"Chaque partie du monde reflète l’histoire du monde entier, la subit, s’en accommode.."
Fernand Braudel

Figures des Nubiens

date
Règne de Ramsès III, vers 1184-1153
provenance
Egypte, temple de Médinet habou
lieux
époque
matériaux
thèmes

Ces deux éléments de décor mural représentent des Nubiens, très probablement prisonniers. Ils appartiennent à un ensemble qui décorait une salle d’un palais du pharaon Ramsès III, construit à l’intérieur de son temple commémoratif à Medinet Habou. Dans les pièces d’apparat, les statues, les bas-reliefs et le décor mural illustraient la toute puissance du souverain et symbolisaient sa domination sur l’univers. Il ne s’agissait pas d’une démonstration de xénophobie mais d’une utilisation de l’image dans un but magique: elle jugulait le danger réel et symbolique que représentaient tous les adversaires de l’Egypte. On les figurait dans la position réservée aux prisonniers avec des détails très précis permettant de les identifier.

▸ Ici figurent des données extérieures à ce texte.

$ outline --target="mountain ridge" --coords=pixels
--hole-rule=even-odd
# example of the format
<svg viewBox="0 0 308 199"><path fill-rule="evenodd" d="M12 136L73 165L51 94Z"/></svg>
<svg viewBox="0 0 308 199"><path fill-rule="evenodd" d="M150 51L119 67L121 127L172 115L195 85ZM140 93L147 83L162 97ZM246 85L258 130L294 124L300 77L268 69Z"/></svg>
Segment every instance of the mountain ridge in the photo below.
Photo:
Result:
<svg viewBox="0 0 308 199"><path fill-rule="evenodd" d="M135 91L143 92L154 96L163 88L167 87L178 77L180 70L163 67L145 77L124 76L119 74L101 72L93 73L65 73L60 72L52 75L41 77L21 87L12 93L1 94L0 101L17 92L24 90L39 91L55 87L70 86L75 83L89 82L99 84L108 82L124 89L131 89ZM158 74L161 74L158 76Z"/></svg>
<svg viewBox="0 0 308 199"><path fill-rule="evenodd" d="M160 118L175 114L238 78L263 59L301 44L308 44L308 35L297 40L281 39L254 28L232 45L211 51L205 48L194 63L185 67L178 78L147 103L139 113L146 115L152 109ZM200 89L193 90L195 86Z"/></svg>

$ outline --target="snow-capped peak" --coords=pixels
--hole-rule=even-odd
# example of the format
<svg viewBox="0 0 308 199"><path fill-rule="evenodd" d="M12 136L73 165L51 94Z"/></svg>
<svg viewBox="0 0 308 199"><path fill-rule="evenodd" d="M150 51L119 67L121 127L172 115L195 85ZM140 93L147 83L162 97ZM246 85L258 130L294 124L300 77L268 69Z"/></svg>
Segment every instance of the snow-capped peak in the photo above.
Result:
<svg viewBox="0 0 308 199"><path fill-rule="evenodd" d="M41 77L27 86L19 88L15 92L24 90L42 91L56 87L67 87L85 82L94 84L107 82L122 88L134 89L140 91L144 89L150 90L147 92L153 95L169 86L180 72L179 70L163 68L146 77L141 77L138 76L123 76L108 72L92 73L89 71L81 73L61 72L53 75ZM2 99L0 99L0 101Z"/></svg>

Les Nubiens sont reconnaissables à leur peau foncée, à leur coiffure caractéristique, à leurs traits africains et aux scarifications qu’ils portent sur les joues. Les deux personnages portent de grands anneaux d’or aux oreilles et des vêtements exotiques qui sont représentés avec beaucoup de minutie. Une corde enserre leur cou. Le prisonnier de droite, qui lève ses bras garrottés au niveau de l’avant-bras et du coude, est vêtu d’un corselet et de deux pagnes superposés de longueurs différentes. Son compagnon, dont les bras sont liés dans le dos, est habillé d’une tunique et d’un pagne de lin blanc plissé. Des ornements africains de couleur vive tranchent sur ce costume égyptien: une grande écharpe rouge et un corselet. Les rayures, les pois et le décor tacheté évoquant le pelage d’un félin accentuent le caractère étranger des vêtements. Leur luxe indique qu’il s’agit de princes ou de chefs régionaux.

Les Nubiens, qui ont présenté un réel danger pour l’Egypte à certaines périodes historiques, n’étaient pas les seuls à être représentés dans le palais des pharaons. On y trouvait la personnification de tous les pays voisins, représentés sous l’aspect de prisonniers avec un souci de détail identique. On peut y reconnaître les Syriens avec leur crâne rasé et leurs favoris; les Palestiniens avec leurs cheveux tombant sur les épaules, un bandeau sur la tête et une longue barbe; les Libyens avec des nattes de cheveux tressées sur les tempes et une barbe effilée. Mais il y a une distance entre le symbole et la réalité. A la même époque, des échanges commerciaux et culturels étaient établis depuis longtemps entre l’Egypte et ses voisins.